As the National Police Gazette indicates, attempts to put the practice of abortion outside of women’s reach repeatedly failed. With the abortionists “still at work” despite the law, their influence and services proliferated as the kind of open secret to which Hawthorne was drawn. Women knew how to procure what they needed and how to read the abortionists’ advertisements, even as those advertisements became increasingly oblique.
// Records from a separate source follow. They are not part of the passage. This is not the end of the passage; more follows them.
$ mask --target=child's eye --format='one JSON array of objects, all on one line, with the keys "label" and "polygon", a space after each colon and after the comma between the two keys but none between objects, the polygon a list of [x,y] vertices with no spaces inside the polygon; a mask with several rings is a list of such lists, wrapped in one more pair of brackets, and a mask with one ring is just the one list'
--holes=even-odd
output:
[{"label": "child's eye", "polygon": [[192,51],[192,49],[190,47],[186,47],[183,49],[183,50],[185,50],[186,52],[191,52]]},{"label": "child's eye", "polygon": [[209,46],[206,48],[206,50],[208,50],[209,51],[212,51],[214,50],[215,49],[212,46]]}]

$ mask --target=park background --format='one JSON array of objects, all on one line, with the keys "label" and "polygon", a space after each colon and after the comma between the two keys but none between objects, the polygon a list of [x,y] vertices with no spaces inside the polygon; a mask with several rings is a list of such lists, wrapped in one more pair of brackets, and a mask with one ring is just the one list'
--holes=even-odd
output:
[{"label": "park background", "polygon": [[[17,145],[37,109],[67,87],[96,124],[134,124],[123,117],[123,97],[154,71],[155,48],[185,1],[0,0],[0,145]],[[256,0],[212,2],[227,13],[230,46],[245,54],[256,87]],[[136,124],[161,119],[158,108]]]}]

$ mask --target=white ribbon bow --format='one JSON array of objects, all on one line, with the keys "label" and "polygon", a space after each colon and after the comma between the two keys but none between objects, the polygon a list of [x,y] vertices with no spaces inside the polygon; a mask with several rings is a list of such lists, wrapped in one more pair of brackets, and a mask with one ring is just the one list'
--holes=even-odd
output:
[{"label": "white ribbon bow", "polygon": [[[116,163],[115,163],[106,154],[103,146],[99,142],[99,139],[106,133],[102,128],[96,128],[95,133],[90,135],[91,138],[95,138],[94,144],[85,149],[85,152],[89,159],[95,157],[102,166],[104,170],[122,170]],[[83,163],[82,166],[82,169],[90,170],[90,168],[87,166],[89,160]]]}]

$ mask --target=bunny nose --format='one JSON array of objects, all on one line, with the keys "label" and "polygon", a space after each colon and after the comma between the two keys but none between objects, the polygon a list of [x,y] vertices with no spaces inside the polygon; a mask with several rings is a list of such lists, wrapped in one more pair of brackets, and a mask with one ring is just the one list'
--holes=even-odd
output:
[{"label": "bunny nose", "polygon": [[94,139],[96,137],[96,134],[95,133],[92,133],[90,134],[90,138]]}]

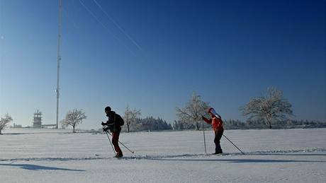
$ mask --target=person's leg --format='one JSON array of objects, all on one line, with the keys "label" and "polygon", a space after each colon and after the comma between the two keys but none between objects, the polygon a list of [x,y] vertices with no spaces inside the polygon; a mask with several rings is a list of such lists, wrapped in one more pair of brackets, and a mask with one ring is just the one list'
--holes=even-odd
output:
[{"label": "person's leg", "polygon": [[112,133],[112,144],[113,144],[114,149],[117,152],[117,155],[122,156],[123,153],[119,147],[119,132]]},{"label": "person's leg", "polygon": [[215,131],[215,138],[214,138],[214,143],[215,145],[215,153],[223,153],[222,148],[220,144],[220,140],[223,135],[223,131]]}]

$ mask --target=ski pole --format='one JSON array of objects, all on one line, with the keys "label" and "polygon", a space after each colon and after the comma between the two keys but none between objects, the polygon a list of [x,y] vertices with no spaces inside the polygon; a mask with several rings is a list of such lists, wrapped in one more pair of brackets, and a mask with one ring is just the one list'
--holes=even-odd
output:
[{"label": "ski pole", "polygon": [[205,147],[205,154],[207,154],[206,153],[206,140],[205,139],[205,127],[203,126],[203,120],[202,121],[203,122],[203,135],[204,137],[204,147]]},{"label": "ski pole", "polygon": [[[106,131],[106,132],[107,132],[107,131]],[[111,145],[112,150],[113,150],[113,153],[116,154],[116,150],[114,150],[113,145],[111,143],[111,140],[110,140],[110,137],[108,136],[108,134],[107,133],[106,133],[106,136],[108,136],[108,141],[110,142],[110,144]]]},{"label": "ski pole", "polygon": [[226,136],[225,136],[223,134],[224,137],[226,138],[226,139],[227,139],[227,141],[229,141],[232,144],[233,144],[233,146],[235,146],[235,147],[236,147],[239,150],[240,150],[241,153],[242,153],[242,154],[244,154],[244,153],[242,152],[242,150],[241,150],[238,147],[237,147],[237,146],[235,146],[227,137],[226,137]]},{"label": "ski pole", "polygon": [[[108,131],[106,131],[106,133],[109,134],[111,136],[112,136],[111,134],[110,134]],[[123,144],[122,142],[118,141],[120,143],[121,143],[121,145],[123,145],[126,149],[128,149],[129,151],[130,151],[130,153],[132,153],[133,154],[135,153],[135,151],[132,151],[131,150],[130,150],[128,148],[127,148],[127,146],[125,146],[125,144]]]}]

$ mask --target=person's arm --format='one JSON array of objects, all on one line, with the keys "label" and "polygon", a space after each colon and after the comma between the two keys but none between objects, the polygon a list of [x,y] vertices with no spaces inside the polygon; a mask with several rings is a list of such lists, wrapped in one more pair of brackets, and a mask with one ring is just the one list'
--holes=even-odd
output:
[{"label": "person's arm", "polygon": [[212,124],[212,119],[208,119],[204,117],[203,116],[201,116],[201,118],[203,119],[203,120],[205,121],[205,122],[206,122],[208,124]]},{"label": "person's arm", "polygon": [[222,119],[220,119],[220,118],[218,118],[217,119],[217,121],[218,121],[218,123],[217,123],[217,129],[220,129],[220,127],[222,126],[223,124],[223,122],[222,121]]}]

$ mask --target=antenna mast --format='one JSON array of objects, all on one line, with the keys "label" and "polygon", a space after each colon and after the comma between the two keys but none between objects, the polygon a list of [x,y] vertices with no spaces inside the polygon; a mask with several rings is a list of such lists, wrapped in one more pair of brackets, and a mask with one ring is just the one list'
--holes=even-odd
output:
[{"label": "antenna mast", "polygon": [[59,75],[60,73],[60,51],[61,51],[61,0],[59,0],[59,30],[57,35],[57,119],[55,128],[58,129],[58,120],[59,120],[59,96],[60,96],[60,87],[59,87]]}]

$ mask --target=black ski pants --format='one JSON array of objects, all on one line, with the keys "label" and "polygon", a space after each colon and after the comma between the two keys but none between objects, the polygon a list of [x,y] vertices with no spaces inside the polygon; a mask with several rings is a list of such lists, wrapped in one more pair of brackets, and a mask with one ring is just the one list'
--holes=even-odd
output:
[{"label": "black ski pants", "polygon": [[217,153],[223,153],[222,148],[220,144],[220,140],[223,135],[224,130],[218,130],[215,131],[215,138],[214,138],[214,143],[215,143],[215,152]]}]

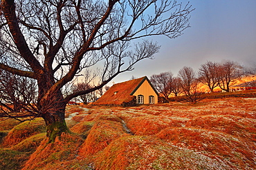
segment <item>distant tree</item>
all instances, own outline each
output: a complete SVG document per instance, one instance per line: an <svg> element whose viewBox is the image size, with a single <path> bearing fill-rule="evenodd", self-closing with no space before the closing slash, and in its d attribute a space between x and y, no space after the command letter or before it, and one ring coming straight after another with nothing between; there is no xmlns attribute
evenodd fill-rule
<svg viewBox="0 0 256 170"><path fill-rule="evenodd" d="M172 72L163 72L150 76L150 82L156 90L168 99L172 91L173 74Z"/></svg>
<svg viewBox="0 0 256 170"><path fill-rule="evenodd" d="M256 64L253 67L244 67L244 73L246 76L256 76Z"/></svg>
<svg viewBox="0 0 256 170"><path fill-rule="evenodd" d="M218 86L218 64L211 61L201 65L199 71L199 80L208 86L211 92Z"/></svg>
<svg viewBox="0 0 256 170"><path fill-rule="evenodd" d="M243 74L241 66L233 61L226 61L218 67L218 85L227 92L236 80L241 78Z"/></svg>
<svg viewBox="0 0 256 170"><path fill-rule="evenodd" d="M110 88L110 87L109 86L108 86L108 85L105 85L104 86L105 87L105 92L107 92L107 91L108 91L109 90L109 89Z"/></svg>
<svg viewBox="0 0 256 170"><path fill-rule="evenodd" d="M91 85L89 84L82 82L73 86L73 92L80 92L82 90L87 90L92 88ZM84 105L88 104L90 102L94 102L95 100L95 93L91 92L88 94L82 94L75 98L78 101L82 101Z"/></svg>
<svg viewBox="0 0 256 170"><path fill-rule="evenodd" d="M187 100L192 103L196 103L200 100L201 92L199 91L199 80L196 78L196 72L192 67L183 67L179 71L178 76L181 78L181 85L183 93Z"/></svg>
<svg viewBox="0 0 256 170"><path fill-rule="evenodd" d="M182 93L182 88L181 88L181 79L179 77L174 77L172 79L172 91L176 97L177 97L180 94Z"/></svg>
<svg viewBox="0 0 256 170"><path fill-rule="evenodd" d="M37 82L37 109L30 111L44 119L50 142L69 131L69 100L102 88L160 47L144 39L132 52L131 41L176 38L189 27L193 10L167 0L2 0L0 10L0 69ZM63 95L75 75L97 63L103 63L98 85Z"/></svg>
<svg viewBox="0 0 256 170"><path fill-rule="evenodd" d="M131 80L134 80L134 79L136 79L136 78L136 78L134 76L132 76L130 80L131 81Z"/></svg>

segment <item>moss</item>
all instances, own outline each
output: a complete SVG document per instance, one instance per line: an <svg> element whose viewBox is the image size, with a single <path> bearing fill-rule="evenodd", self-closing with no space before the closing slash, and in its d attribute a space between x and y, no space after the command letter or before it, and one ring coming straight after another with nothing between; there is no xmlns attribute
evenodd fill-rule
<svg viewBox="0 0 256 170"><path fill-rule="evenodd" d="M15 126L4 138L3 146L11 147L18 144L28 137L45 132L45 123L42 118L26 121Z"/></svg>
<svg viewBox="0 0 256 170"><path fill-rule="evenodd" d="M0 121L0 131L10 130L21 122L15 119L6 119Z"/></svg>
<svg viewBox="0 0 256 170"><path fill-rule="evenodd" d="M55 122L46 126L48 143L54 142L57 136L60 136L63 132L69 133L70 131L64 122Z"/></svg>
<svg viewBox="0 0 256 170"><path fill-rule="evenodd" d="M3 142L4 137L6 137L8 134L8 131L0 131L0 143Z"/></svg>
<svg viewBox="0 0 256 170"><path fill-rule="evenodd" d="M46 133L40 133L32 136L17 145L11 147L11 149L23 152L35 151L41 142L46 138Z"/></svg>
<svg viewBox="0 0 256 170"><path fill-rule="evenodd" d="M0 149L0 169L21 169L29 154L5 149Z"/></svg>

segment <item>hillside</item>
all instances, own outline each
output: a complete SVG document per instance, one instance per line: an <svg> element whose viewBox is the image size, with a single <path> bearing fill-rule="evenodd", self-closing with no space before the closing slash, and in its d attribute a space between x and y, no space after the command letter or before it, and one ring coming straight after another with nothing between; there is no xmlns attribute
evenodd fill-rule
<svg viewBox="0 0 256 170"><path fill-rule="evenodd" d="M68 106L72 133L51 144L40 118L2 120L0 169L254 169L255 99Z"/></svg>

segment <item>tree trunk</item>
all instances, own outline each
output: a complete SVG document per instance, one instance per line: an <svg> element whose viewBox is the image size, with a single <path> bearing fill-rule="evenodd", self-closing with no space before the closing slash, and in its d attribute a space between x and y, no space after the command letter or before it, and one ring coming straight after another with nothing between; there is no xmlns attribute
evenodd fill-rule
<svg viewBox="0 0 256 170"><path fill-rule="evenodd" d="M48 142L53 142L57 136L63 132L69 132L65 121L65 107L55 111L46 112L42 115L46 124L46 137Z"/></svg>
<svg viewBox="0 0 256 170"><path fill-rule="evenodd" d="M65 122L65 108L66 103L64 100L60 89L51 92L46 98L42 97L49 90L51 80L45 81L48 83L39 81L38 107L42 117L46 125L46 137L48 142L53 142L57 136L63 132L69 132Z"/></svg>

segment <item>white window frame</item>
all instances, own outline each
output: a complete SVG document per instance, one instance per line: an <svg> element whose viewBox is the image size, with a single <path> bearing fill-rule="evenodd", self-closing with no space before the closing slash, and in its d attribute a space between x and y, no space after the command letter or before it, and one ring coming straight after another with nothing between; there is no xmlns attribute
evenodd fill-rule
<svg viewBox="0 0 256 170"><path fill-rule="evenodd" d="M154 104L155 103L155 97L154 96L149 96L149 104Z"/></svg>
<svg viewBox="0 0 256 170"><path fill-rule="evenodd" d="M144 104L144 96L143 95L138 95L137 98L138 104Z"/></svg>

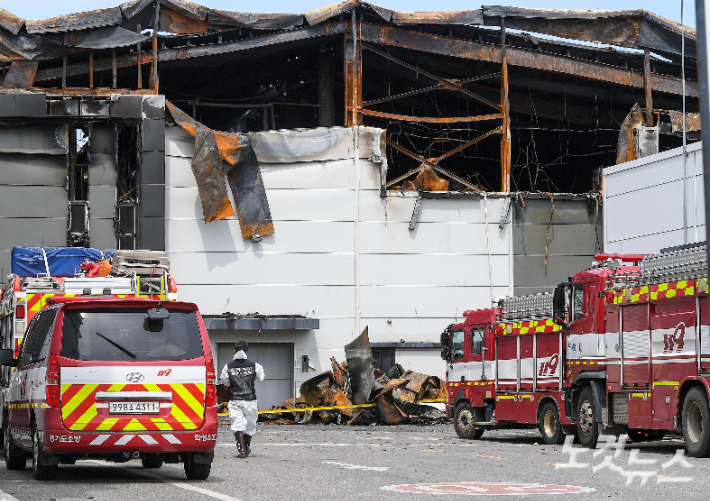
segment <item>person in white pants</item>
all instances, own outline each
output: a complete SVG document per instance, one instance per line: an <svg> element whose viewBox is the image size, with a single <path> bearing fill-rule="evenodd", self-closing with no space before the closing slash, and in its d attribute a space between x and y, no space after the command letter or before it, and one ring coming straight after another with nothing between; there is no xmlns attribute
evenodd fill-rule
<svg viewBox="0 0 710 501"><path fill-rule="evenodd" d="M222 384L229 386L229 421L239 448L238 458L251 454L251 438L256 433L259 411L256 404L256 380L264 380L264 368L247 358L249 345L238 341L234 345L234 357L220 374Z"/></svg>

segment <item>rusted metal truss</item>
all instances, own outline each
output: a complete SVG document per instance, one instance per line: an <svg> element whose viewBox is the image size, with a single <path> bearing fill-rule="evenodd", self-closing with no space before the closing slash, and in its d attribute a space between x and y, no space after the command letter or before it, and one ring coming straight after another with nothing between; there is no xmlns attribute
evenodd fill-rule
<svg viewBox="0 0 710 501"><path fill-rule="evenodd" d="M251 142L243 134L218 132L197 122L169 101L165 102L175 122L195 138L192 172L202 201L206 223L234 215L224 183L226 176L239 211L242 236L261 239L274 233L261 170Z"/></svg>

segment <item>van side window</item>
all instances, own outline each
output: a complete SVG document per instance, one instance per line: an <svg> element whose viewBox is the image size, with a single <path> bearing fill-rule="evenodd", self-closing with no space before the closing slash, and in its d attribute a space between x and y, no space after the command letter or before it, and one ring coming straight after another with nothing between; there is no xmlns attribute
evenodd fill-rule
<svg viewBox="0 0 710 501"><path fill-rule="evenodd" d="M572 322L582 318L582 305L584 304L584 284L572 286Z"/></svg>
<svg viewBox="0 0 710 501"><path fill-rule="evenodd" d="M483 329L471 331L471 355L483 355Z"/></svg>
<svg viewBox="0 0 710 501"><path fill-rule="evenodd" d="M38 313L39 318L33 319L32 329L25 340L25 354L22 358L22 365L30 365L43 360L47 356L51 336L49 331L57 316L56 310L43 311Z"/></svg>
<svg viewBox="0 0 710 501"><path fill-rule="evenodd" d="M463 358L463 331L454 331L451 334L451 361L455 362Z"/></svg>

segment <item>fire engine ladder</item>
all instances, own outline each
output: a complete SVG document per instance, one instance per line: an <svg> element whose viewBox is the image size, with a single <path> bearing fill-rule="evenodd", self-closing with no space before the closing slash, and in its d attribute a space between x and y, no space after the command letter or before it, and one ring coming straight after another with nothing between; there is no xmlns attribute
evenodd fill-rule
<svg viewBox="0 0 710 501"><path fill-rule="evenodd" d="M554 317L553 314L553 296L549 292L545 293L540 293L540 294L530 294L527 296L507 296L498 301L498 309L499 312L496 314L496 321L499 323L504 323L506 324L506 328L513 323L522 323L522 322L529 322L529 321L534 321L534 320L549 320ZM565 352L562 350L564 349L564 345L562 342L562 331L559 332L559 341L558 341L558 353L560 357L560 374L559 374L559 389L562 389L562 378L564 374L564 366L565 366ZM533 349L532 349L532 379L533 379L533 391L539 391L538 384L537 384L537 376L538 376L538 371L537 371L537 334L534 333L533 335ZM496 393L500 392L500 386L499 386L499 370L498 370L498 337L496 336L495 338L495 391ZM516 392L519 393L521 390L522 386L522 374L521 374L521 367L522 367L522 362L521 362L521 349L520 349L520 336L516 336L517 339L517 384L516 384Z"/></svg>
<svg viewBox="0 0 710 501"><path fill-rule="evenodd" d="M660 254L645 256L641 261L641 273L638 276L639 286L648 286L679 280L697 279L697 292L708 292L708 261L707 261L707 245L694 245ZM622 278L622 280L624 280ZM630 294L630 286L628 277L625 279L626 284L621 284L616 276L611 277L612 288L624 287L624 293ZM695 353L697 359L698 372L708 373L702 369L702 358L705 355L710 361L710 329L700 323L700 308L701 301L707 301L707 298L695 296ZM621 321L621 311L619 313L619 335L621 345L621 380L624 377L624 348L623 348L623 326Z"/></svg>

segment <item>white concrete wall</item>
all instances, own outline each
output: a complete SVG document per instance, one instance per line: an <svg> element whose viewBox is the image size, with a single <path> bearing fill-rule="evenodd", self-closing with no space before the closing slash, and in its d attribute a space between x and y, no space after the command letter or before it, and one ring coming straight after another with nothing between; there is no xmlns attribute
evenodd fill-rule
<svg viewBox="0 0 710 501"><path fill-rule="evenodd" d="M372 161L379 131L362 130L363 158L355 159L352 130L336 132L343 130L344 140L315 156L267 156L256 144L274 235L255 244L242 238L236 217L203 222L190 169L193 139L166 129L166 250L180 299L206 314L320 319L314 331L216 331L213 342L294 342L295 357L308 355L323 371L330 357L344 360L343 346L365 326L373 343L438 342L464 310L511 293L510 225L498 228L502 198L423 200L410 231L416 194L379 195L380 164ZM313 131L261 134L297 150ZM446 370L438 351L401 356L407 368L440 377ZM299 370L295 386L314 374Z"/></svg>
<svg viewBox="0 0 710 501"><path fill-rule="evenodd" d="M685 172L684 172L685 169ZM657 253L705 240L702 144L604 169L604 249Z"/></svg>

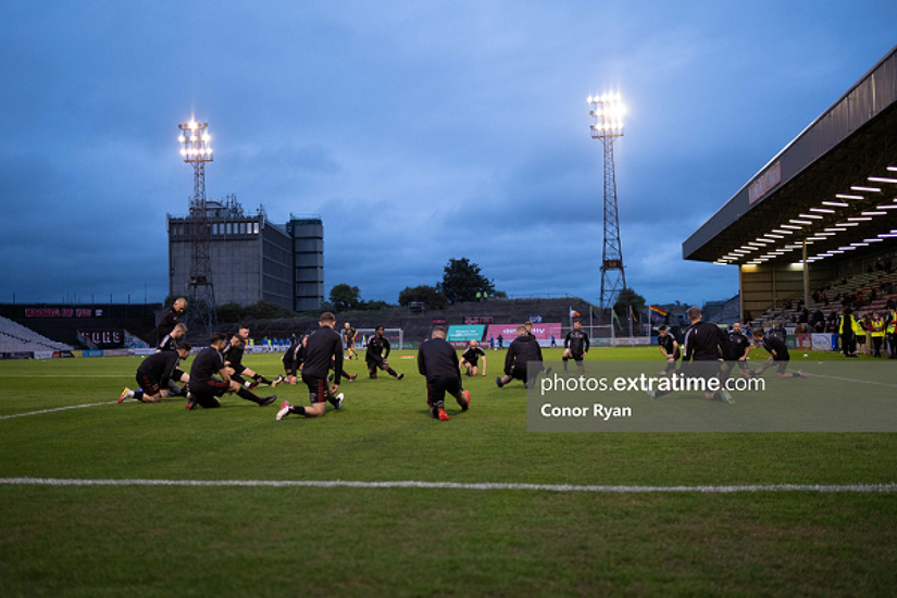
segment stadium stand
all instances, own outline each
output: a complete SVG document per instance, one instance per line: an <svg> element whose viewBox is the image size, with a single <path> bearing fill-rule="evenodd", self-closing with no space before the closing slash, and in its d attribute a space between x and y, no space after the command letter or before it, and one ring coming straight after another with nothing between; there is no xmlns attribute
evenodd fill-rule
<svg viewBox="0 0 897 598"><path fill-rule="evenodd" d="M72 347L49 338L0 316L0 353L30 351L71 351Z"/></svg>
<svg viewBox="0 0 897 598"><path fill-rule="evenodd" d="M776 324L796 324L803 314L802 301L802 294L785 297L780 304L771 306L751 321L751 325L768 328ZM814 289L806 309L811 314L818 309L822 310L829 317L832 311L840 314L849 302L857 316L862 317L867 313L885 311L888 301L897 302L897 272L873 271L833 281Z"/></svg>

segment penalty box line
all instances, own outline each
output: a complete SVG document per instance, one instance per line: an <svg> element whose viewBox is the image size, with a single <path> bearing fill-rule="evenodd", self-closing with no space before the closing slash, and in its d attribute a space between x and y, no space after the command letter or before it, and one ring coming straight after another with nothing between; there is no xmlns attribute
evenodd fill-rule
<svg viewBox="0 0 897 598"><path fill-rule="evenodd" d="M12 415L0 415L0 420L12 420L13 418L25 418L26 415L42 415L43 413L53 413L55 411L67 411L70 409L84 409L85 407L99 407L101 404L116 404L119 401L108 402L89 402L86 404L72 404L68 407L57 407L53 409L41 409L40 411L28 411L27 413L14 413Z"/></svg>
<svg viewBox="0 0 897 598"><path fill-rule="evenodd" d="M421 488L449 490L534 490L550 493L817 493L817 494L895 494L892 484L772 484L746 486L578 486L572 484L501 484L460 482L351 482L345 479L66 479L55 477L0 477L2 485L16 486L167 486L225 488Z"/></svg>

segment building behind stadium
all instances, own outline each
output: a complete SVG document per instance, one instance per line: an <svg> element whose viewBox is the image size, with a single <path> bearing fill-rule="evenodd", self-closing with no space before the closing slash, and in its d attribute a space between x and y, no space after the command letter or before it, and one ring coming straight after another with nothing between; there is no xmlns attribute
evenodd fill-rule
<svg viewBox="0 0 897 598"><path fill-rule="evenodd" d="M286 224L263 209L246 214L234 196L209 201L209 261L215 303L259 301L295 311L316 310L324 300L324 223L290 214ZM169 294L188 295L190 216L167 216Z"/></svg>
<svg viewBox="0 0 897 598"><path fill-rule="evenodd" d="M683 242L738 267L740 310L883 309L897 289L897 47ZM851 295L852 297L852 295Z"/></svg>

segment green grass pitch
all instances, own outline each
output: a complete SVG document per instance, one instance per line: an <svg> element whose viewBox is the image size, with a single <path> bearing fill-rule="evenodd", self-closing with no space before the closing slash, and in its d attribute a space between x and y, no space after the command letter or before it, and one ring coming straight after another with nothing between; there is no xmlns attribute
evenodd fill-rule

Indistinct references to menstrual-cycle obstructions, for example, brilliantly evaded censure while delivering the necessary information for obtaining cures.
At the same time, those who opposed the practice introduced more strident terms, shifting any ambiguity surrounding pregnancy and abortion into definitional clarity. In 1844 the Boston Medical and Surgical Journal carried this announcement about abortionists: “The law has not reached them…Their trade in infanticide is unquestionably considered, by these thrifty dealers in blood, a profitable undertaking.” Equating abortion and infanticide, the journal’s editorialist here followed the lead of physician Theodric Beck, whose multiply reprinted Elements of Medical Jurisprudence placed abortion as a subsection of his chapter on infanticide and outlined the methods by which both crimes could be detected.